Procedure: Apply root password to NCNs (standalone)

Use the following procedure with the rotate-pw-mgmt-nodes.yml playbook to only change the root password on NCNs. This is a quick alternative to running a full management NCN personalization, as documented in the Configure Non-Compute Nodes with CFS procedure.

  1. (ncn-mw#) Create a CFS configuration layer to run the password change Ansible playbook.

    NOTE This step only needs to be done once, as long as the commit in the CSM configuration management Git repository has not changed. If the commit has not changed since the last time this step was run, this step may be skipped, because the previously created CFS configuration will still work.

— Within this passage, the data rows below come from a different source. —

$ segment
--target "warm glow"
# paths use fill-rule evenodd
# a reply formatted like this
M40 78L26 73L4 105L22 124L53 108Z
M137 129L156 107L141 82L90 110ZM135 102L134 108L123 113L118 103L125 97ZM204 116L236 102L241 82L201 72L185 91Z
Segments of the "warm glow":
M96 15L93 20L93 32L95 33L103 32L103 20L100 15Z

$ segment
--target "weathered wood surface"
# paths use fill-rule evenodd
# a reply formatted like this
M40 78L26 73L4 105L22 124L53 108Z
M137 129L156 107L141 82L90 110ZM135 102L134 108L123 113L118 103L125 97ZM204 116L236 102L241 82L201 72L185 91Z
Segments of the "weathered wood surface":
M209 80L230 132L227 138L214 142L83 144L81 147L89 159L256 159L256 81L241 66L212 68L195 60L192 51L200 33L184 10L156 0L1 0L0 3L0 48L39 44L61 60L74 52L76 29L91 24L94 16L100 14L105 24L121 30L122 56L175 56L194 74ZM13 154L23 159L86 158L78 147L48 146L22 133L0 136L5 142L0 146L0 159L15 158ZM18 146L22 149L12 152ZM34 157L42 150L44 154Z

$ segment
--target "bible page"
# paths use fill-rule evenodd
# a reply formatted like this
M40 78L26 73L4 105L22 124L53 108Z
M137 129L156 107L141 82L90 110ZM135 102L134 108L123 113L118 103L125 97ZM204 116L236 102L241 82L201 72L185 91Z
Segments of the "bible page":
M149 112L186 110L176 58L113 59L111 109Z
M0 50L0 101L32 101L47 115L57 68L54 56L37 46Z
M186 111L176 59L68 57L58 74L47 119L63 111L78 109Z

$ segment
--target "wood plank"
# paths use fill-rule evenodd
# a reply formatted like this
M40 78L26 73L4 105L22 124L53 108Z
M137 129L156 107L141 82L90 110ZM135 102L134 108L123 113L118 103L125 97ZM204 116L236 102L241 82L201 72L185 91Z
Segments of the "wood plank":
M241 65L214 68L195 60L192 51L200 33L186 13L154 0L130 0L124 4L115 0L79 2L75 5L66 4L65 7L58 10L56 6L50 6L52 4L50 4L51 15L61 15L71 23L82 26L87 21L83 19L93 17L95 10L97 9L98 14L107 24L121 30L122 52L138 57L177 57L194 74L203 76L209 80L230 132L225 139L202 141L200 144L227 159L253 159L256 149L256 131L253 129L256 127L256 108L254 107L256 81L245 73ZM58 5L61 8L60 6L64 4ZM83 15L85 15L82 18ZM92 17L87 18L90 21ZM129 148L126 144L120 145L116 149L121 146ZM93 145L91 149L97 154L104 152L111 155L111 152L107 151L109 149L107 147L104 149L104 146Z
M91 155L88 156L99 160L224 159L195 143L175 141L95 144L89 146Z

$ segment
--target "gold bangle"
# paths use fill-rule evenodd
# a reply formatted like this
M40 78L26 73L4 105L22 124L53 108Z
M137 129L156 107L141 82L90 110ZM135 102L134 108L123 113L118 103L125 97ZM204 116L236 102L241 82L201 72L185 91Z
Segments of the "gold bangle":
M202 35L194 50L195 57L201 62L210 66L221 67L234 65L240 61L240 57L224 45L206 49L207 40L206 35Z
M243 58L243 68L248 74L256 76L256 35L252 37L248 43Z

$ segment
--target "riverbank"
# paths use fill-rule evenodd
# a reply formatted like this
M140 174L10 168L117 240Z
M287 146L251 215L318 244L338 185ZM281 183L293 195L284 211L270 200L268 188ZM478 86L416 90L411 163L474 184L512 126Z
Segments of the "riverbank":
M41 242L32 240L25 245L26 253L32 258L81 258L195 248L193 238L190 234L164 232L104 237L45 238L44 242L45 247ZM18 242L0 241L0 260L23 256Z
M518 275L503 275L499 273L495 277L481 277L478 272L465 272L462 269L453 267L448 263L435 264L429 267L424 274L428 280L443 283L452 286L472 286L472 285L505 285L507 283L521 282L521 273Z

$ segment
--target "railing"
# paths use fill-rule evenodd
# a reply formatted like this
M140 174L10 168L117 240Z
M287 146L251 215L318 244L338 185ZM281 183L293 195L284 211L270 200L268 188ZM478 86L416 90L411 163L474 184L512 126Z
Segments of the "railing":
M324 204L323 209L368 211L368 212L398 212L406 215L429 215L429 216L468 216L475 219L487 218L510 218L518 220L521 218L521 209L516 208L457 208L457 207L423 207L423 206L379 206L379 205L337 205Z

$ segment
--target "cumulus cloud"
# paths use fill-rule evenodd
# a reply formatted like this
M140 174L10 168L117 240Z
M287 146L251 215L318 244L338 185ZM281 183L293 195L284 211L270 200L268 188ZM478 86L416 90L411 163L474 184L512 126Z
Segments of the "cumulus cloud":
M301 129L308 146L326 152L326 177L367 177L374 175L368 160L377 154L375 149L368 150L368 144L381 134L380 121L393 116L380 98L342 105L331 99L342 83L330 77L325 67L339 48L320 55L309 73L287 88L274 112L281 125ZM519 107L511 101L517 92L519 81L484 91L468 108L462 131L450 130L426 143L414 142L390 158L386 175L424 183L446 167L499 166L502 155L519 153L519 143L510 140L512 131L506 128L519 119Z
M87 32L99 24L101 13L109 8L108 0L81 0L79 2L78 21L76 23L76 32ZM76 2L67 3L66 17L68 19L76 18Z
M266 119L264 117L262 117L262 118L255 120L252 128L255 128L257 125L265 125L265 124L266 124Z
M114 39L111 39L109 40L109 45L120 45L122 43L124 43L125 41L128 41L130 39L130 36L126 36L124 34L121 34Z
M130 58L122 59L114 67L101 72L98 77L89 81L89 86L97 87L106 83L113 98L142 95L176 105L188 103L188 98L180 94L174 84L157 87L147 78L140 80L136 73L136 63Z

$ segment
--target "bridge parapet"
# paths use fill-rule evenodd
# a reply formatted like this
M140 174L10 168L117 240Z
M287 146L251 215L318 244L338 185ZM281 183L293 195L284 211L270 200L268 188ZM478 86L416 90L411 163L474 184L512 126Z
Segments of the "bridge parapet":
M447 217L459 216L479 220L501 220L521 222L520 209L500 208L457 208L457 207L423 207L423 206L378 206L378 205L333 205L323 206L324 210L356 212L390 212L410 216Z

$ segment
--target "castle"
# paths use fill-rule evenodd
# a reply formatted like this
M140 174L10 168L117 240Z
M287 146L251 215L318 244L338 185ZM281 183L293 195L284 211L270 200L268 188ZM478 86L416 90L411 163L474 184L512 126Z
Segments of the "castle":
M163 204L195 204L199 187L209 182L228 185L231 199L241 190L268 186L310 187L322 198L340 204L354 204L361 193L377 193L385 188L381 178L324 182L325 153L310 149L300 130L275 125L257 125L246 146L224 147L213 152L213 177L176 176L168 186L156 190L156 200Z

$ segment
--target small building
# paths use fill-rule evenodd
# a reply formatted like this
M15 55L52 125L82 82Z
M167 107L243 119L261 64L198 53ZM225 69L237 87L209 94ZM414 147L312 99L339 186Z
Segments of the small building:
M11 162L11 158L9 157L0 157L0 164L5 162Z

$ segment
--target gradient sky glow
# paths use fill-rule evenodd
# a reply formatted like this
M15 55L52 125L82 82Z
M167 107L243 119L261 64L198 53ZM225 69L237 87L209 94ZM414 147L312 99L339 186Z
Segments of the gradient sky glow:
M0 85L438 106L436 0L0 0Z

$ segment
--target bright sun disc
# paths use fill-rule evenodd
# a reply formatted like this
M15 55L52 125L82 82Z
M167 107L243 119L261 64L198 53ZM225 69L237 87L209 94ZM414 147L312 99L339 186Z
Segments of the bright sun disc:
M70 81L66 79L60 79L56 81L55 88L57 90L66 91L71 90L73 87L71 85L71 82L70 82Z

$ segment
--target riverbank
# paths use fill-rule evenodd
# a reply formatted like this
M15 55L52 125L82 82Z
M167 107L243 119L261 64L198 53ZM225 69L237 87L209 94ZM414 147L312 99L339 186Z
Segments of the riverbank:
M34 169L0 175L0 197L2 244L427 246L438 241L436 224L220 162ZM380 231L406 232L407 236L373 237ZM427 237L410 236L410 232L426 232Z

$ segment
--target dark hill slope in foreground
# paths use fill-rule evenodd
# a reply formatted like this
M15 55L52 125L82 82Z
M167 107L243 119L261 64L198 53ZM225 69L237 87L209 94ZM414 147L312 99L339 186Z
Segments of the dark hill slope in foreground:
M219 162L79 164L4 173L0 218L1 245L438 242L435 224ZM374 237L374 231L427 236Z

    1. Create a file containing only this CFS configuration layer.

      The file contents should be as follows, except replace the <INSERT GIT COMMIT ID> text with the commit in the CSM configuration management Git repository that is in use.

      {
        "layers": [
          {
            "name": "ncn-password-update",
            "cloneUrl": "https://api-gw-service-nmn.local/vcs/cray/csm-config-management.git",
            "playbook": "rotate-pw-mgmt-nodes.yml",
            "commit": "<INSERT GIT COMMIT ID>"
          }
        ]
      }
      
    2. Create the ncn-password-update configuration in CFS.

      Replace the <INSERT FILE PATH HERE> text with the path to the file created in the previous step. If a CFS configuration already exists with this name, the following command will overwrite it.

      cray cfs configurations update ncn-password-update --file <INSERT FILE PATH HERE>
      
  2. (ncn-mw#) Create a CFS configuration session to apply the password update.

    cray cfs sessions create --name ncn-password-update-`date +%Y%m%d%H%M%S` --configuration-name ncn-password-update
    
  3. Monitor the CFS session.

    See Track the Status of a Session.

Procedure for other users

The csm.password Ansible role supports setting passwords for non-root users.

  1. Make a copy of the rotate-pw-mgmt-nodes.yml Ansible playbook and modify the role variables to specify a different password_username.

  2. Using that username, add the hashed password to Vault.

    Follow Procedure: Configure root password in Vault.

  3. Create a configuration layer using the new Ansible playbook and create a CFS session using that layer.